I'm very pleased this works at all: for ConTeXt, I guess we might have to add \start.../\stop... environment set up.

I've read about compatibility with ConTeXt, so I'm testing it in case there's some sort of cross-compatible code, as MkIV has its own idiomatic handling of optional arguments (\dosingleempty, \dodoubleempty, etc). I'm pleased, too.

Up to recently, xparse was purely a LaTeX2e package. We are going to merge most of it into expl3-generic in the autumn, at which point it will be part of the platform-neutral offering, but there are no plans to make the idom more 'neutral'. Of course, ConTeXt still uses o- and m-type arguments in the main.

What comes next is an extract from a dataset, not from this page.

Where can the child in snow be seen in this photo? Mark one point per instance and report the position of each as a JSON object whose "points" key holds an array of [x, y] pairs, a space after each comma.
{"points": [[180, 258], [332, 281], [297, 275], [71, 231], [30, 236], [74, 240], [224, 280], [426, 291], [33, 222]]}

@JairoAdelRio Some time ago I wrote some kind of compatibility layer to allow xparse in both Plain and ConTeXt for the scontents package (https://github.com/pablgonz/scontents). Maybe you can take some ideas (not sure how good they are ;-) form there.

At the time xparse was entirely in xparse.sty, so much of the compatibility layer is defining \ProvidesPackage and so on. Nowadays it would be a lot easier with xparse-generic, but this will likely change in future releases, so I'd wait a bit if possible

I think @u-fischer's point is right, plus the upcoming merge-to-expl3 should address more things: I'm closing.